This thing is called a 5D optical data storage crystal. It's a little piece of fused quartz, etched to remarkable precision using a femtosecond ultraviolet laser.

The "5D" part of the name is just a marketing gimmick (it only has three dimensions, obviously), but it's impressive anyway. Using current technology, these little things can store 360 terabytes of data. Once written, these crystals can survive temperatures up to 1000°C, and could theoretically last for billions of years.

A betavoltaic device uses beta particles from radioactive decay to generate electricity. Basically, it works like a solar cell, but using radiation instead of light.

Hypothetically, this could be used to make batteries which last a long time. Using thin layers of radioactive carbon-14 sandwiched between layers of semiconductive diamond (which would also keep the radioactivity contained), tiny batteries like these could supply small amounts of power for thousands of years. Prototypes have been made using nickel-63 as the energy source,

@Jo Low energy beta radiation is easy to contain. The concept here is to use layers of diamond which are thick enough to contain the radioactivity while also acting as semiconductors to generate electric current.

In short, if it’s properly constructed, it should be perfectly safe.

@Jo Side note: for a while, in the 20th century, people made wrist watches which used radioactive paint to make the numbers glow in the dark. Pretty clever idea, really. The watches themselves weren’t dangerous at all to the people wearing them, as radiation couldn’t escape from the glass and metal of the watch casing. The danger was to the factory workers who were assembling them, using radioactive paint for hours every day, which had the kind of effect you might expect.

But in a world where robots can do these jobs, that shouldn’t be a problem.

@InvaderXan @Jo Yeah, to minimize the risk of rupture, batteries should definitely be resistant to impact, tampering, and corrosion, as well as firesafe, given the flammability of diamonds. At smaller sizes, it's generally okay, but if these end up being used similarly to classic RTGs for longterm systems, the casing should be up to the task to avoid any INES events at large scales.
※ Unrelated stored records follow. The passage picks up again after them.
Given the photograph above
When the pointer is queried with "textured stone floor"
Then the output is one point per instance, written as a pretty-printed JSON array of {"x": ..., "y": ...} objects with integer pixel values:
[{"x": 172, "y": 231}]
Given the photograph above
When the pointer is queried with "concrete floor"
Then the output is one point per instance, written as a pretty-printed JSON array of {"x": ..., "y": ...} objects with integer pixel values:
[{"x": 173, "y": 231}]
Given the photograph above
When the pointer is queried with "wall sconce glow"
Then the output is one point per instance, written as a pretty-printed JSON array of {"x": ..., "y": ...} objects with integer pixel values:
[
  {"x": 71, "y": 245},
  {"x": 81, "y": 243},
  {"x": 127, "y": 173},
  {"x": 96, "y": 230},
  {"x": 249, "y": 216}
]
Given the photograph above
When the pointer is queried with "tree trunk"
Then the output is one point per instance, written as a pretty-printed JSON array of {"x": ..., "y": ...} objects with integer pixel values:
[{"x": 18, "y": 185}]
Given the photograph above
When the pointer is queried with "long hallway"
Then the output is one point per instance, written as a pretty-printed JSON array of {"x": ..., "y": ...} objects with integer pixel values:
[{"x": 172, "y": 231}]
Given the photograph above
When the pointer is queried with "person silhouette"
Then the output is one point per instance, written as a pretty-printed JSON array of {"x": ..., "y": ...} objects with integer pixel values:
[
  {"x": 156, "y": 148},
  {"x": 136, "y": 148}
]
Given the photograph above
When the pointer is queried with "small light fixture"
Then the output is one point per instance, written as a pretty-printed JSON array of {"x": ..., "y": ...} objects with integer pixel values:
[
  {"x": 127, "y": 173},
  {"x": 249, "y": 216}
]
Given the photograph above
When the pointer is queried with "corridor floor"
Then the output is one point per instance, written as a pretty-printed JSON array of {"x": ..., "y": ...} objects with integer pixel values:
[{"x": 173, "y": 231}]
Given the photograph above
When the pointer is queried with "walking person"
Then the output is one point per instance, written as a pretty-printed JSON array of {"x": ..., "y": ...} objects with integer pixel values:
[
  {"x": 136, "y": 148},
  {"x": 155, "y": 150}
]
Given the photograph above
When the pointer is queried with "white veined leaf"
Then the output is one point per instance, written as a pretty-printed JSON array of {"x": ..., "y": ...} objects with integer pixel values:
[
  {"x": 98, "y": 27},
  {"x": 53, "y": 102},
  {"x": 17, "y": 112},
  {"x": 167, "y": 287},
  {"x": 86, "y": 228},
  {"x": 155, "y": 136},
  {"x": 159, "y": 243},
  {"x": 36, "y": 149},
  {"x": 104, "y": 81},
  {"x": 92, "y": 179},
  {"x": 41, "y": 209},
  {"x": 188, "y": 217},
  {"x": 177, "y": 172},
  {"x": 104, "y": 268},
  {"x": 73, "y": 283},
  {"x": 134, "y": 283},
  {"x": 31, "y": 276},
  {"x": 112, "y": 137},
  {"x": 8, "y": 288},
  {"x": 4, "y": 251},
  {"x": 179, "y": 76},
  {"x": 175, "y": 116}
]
@bunny_jane @InvaderXan @Jo i read a recent article about new developments in sodium battery research which could put them on par with lithium, rendering lithium batteries obsolete cuz sodium is way more accessible and abundant

@Sapphicgiraffic @InvaderXan @Jo Yeah! There's a lot of cool advancements in battery tech that's around the corner and I'm excited for it.

Solid state batteries are starting to go into production already.